Growing up in southeast Kansas, we took many trips to Eureka Springs, Arkansas. However, all of those family road trips were during the 60s and early 70s. Because it’s been over 40 years since I’ve visited northwest Arkansas, a weekend trip was now long overdue. So this last weekend we took a leisurely road trip down south. Getting away from home provided a much-needed break. But it also gave me a chance to take pictures in a different location. This was an opportunity to revisit many of the spots that shaped my childhood memories. And in doing so, I could capture images of places to preserve those memories.
I’ll share some of those images in the next few days. However, before I get to those “memories”, I want to focus on a new place we visited. I’m a big fan of prairie-style architecture, and I was really wowed by the beautiful Thorncrown Chapel in the woods outside of Eureka Springs.

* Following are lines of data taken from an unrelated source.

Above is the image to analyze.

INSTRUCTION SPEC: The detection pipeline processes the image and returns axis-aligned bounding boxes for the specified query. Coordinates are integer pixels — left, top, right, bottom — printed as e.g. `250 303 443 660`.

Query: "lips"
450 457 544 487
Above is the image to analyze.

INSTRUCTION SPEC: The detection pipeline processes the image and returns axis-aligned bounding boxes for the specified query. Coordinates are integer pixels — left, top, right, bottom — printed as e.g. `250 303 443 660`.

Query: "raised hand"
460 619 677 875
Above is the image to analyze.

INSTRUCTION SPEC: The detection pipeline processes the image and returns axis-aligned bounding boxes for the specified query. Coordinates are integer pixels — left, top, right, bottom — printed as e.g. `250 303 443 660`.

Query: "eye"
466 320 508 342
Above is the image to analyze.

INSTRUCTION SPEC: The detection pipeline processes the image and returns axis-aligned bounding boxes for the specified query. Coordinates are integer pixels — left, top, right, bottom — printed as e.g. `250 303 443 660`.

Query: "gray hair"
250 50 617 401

The first paragraph of the chapel’s brochure provides a perfect description:
Nestled in a woodland setting, Thorncrown Chapel rises forty-eight feet into the Ozark sky. This magnificent wooden structure contains 425 windows and over 6,000 square feet of glass. It sits atop over 100 tons of native stone and colored flagstone. The chapel’s simple design and majestic beauty combine to make it what critics have called “one of the finest religious spaces of modern times.”